データ圧縮に関するパフォーマンス上の影響

多くの場合、表スペースにあるデータを圧縮すると、データの格納に必要となるディスク・スペース量を著しく減少させることができます。 また、データを圧縮すると、バッファー・プールのパフォーマンスを改善するのにも役立ちます。 例えば、より多くのデータをバッファー・プールに保管することができ、 Db2 は大量のデータをより簡単にスキャンすることができます。

圧縮されたデータを使用した場合、パフォーマンスの改善度は SQL ワークロードおよび圧縮量により異なります。 以下のようないくつかの恩恵を受けることができる可能性あります。

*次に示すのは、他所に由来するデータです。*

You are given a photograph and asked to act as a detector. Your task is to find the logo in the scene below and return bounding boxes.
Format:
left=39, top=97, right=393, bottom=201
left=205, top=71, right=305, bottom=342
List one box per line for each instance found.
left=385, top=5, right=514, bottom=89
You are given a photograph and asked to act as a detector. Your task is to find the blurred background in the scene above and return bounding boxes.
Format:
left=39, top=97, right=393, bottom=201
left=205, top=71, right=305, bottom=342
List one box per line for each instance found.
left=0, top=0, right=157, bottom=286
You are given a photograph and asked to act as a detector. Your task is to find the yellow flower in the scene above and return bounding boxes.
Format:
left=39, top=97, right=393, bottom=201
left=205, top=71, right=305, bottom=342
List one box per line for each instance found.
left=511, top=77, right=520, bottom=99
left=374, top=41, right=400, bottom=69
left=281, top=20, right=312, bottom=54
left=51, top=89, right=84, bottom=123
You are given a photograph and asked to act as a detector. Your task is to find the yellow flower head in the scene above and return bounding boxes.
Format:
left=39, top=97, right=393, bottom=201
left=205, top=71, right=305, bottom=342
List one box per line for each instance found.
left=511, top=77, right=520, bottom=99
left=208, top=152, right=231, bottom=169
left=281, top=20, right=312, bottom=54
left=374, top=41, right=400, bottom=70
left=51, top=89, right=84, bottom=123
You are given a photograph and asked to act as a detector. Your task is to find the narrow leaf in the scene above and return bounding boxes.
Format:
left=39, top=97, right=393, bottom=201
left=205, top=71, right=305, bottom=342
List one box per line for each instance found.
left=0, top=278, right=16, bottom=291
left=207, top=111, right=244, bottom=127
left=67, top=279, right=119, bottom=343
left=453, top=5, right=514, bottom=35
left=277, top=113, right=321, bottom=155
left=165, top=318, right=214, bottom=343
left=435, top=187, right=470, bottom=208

  • より高いバッファー・プール・ヒット率。 このヒット率とは、入出力操作を必要とせずにページにアクセスできる確率を測定したものです。
  • Db2 がデータページにアクセスする操作が減少する。

達成する圧縮率は、データの特性と、使用されている圧縮のタイプによって異なります。 圧縮は、大規模な表スペースに対して効果がある可能性があります。 小規模な表スペースの場合、データ圧縮処理にかかるコストの方が、圧縮によるスペース節約メリットより大きくなる可能性があります。

固定長圧縮を使用してデータを圧縮するかどうかを決定する際には、以下の要因を考慮してください:

  • Db2 データを1行ずつ圧縮します。 Db2 がその行の圧縮による節約がないと判断した場合、その行は圧縮されません。 平均の行の長さが実際のページ・サイズに近ければ近いほど、圧縮の効果は少なくなる可能性があります。
  • データを圧縮すると、処理時間がかかります。 データ圧縮解除はデータ圧縮よりも負担は少ないですが、全体のコストはお客様のデータのパターンにより異なります。

圧縮率が 10% より少ない場合、圧縮のメリットはなく、圧縮することはお勧めできません。

Db2 が固定長圧縮を使用している場合は、DSN1COMP ユーティリティーを使用して、データ圧縮の有効性を判別することができます。

Db2 が固定長圧縮を使用している場合は、CREATE TABLESPACE ステートメントおよび ALTER TABLESPACE ステートメントの COMPRESS 節を使用して、表スペース内のデータ、パーティション化表スペースのパーティション内のデータ、または索引内のデータを圧縮します。

もし Db2 ハフマン圧縮を使用している場合は、 データの圧縮の詳細については、「データの圧縮」を参照してください。